Keyword search and semantic search are also important building blocks for AI apps. Today, we’re announcing full-text search and vector search in Spanner. The new full-text search feature builds on Google’s decades of expertise in search and delivers highly scalable advanced full-text search.
Spanner’s new approximate nearest neighbor vector search is based on Google’s innovative ScaNN algorithm, which we first brought to AlloyDB and now Spanner. With it, you can now index and search vector embeddings to power AI-driven semantic search. With Spanner Graph, full-text search and vector search, we have evolved Spanner from not only being the most available, globally consistent and scalable database, to a multi-model database with intelligent capabilities that seamlessly interoperate to enable you to deliver a new class of AI-enabled applications.
With dual-region configurations in Spanner launched two weeks ago, customers can take advantage of Spanner’s industry-leading 99.999% availability while complying with data residency requirements in Australia, Germany, India, and Japan. Spanner’s geo-partitioning enables you to retain the manageability of your single, global database while optimizing your costs and improving latency for your users who are distributed around the globe.
To choose the Spanner capabilities that best meets their needs and budget, Google Cloud is also launching Spanner editions – available in Standard, Enterprise, and Enterprise Plus editions. This new pricing model will improve transparency by moving to a per server billing model and decoupling compute and network replication costs.
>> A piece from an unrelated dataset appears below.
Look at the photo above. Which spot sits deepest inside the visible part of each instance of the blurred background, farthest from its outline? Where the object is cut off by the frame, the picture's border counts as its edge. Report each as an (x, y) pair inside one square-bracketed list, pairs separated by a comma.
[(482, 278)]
Introducing Gemini data agents for enhanced productivity
To help customers accelerate their multimodal, multi-engine, and multicloud data-to-AI journey, Google Cloud is also infusing gen AI capabilities into its data cloud offering and maturing its gen AI capabilities to general availability.
Gemini in BigQuery now GA
Gemini in BigQuery delivers AI-powered experiences such as data preparation, exploration and analysis, governance and security throughout the data journey, as well as intelligent recommendations to enhance user productivity and optimize costs.
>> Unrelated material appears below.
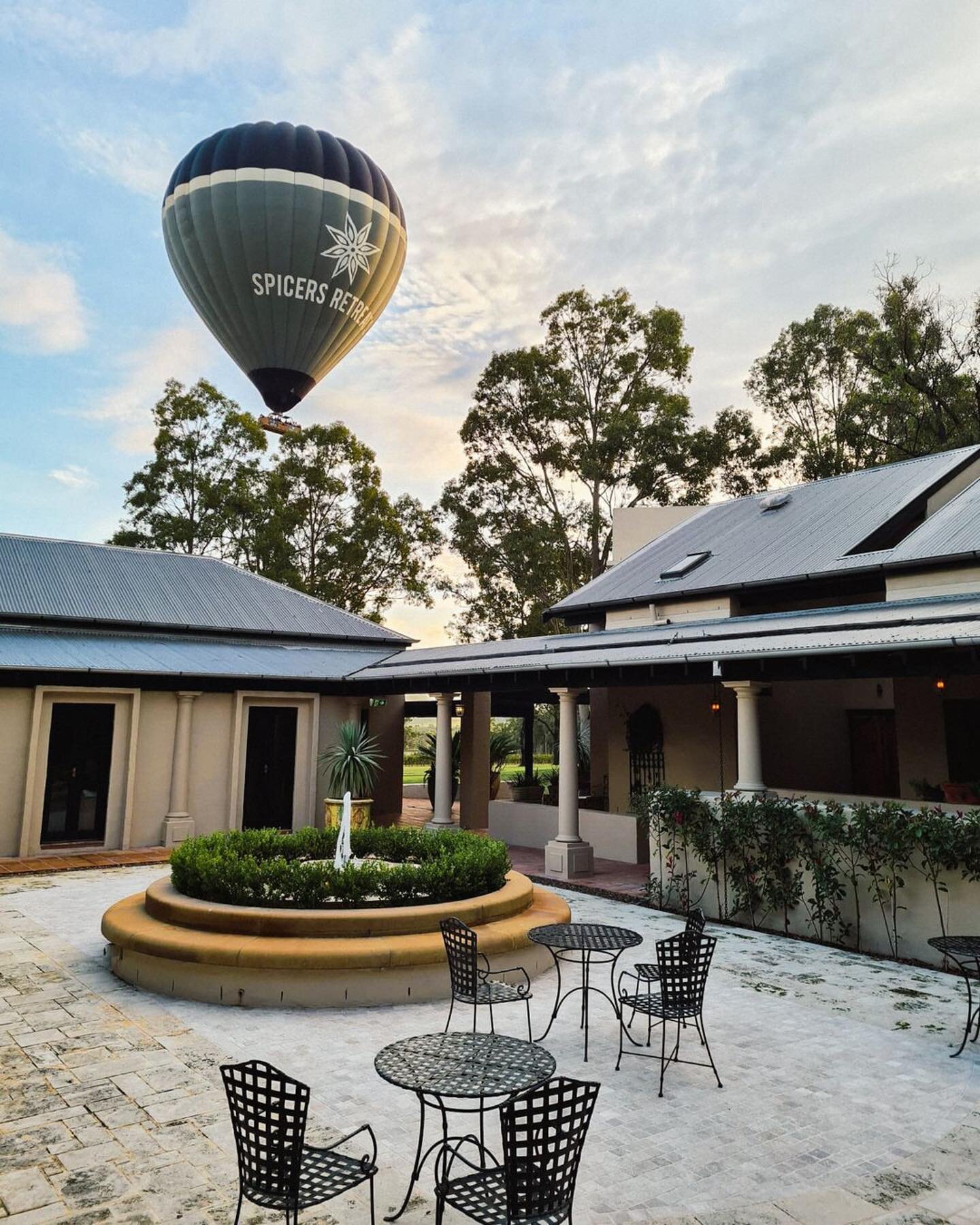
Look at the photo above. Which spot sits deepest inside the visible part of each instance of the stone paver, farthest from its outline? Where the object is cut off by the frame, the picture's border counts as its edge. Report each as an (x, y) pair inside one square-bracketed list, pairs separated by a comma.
[(839, 1104)]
We are now maturing the capabilities announced in Preview at Next’ 24, with Gemini in BigQuery features now moving to general availability, including code assistance for SQL and Python, data canvas, as well as partitioning and clustering recommendations.
Gemini in Looker now in Preview
With Gemini in Looker capabilities such as formula assist and slide generation , now available in preview, information workers can chat with their data. Now you can create calculated fields on-the-fly without having to remember complicated formulas. Automatic slide generation creates impactful presentations with insightful text summaries of your data.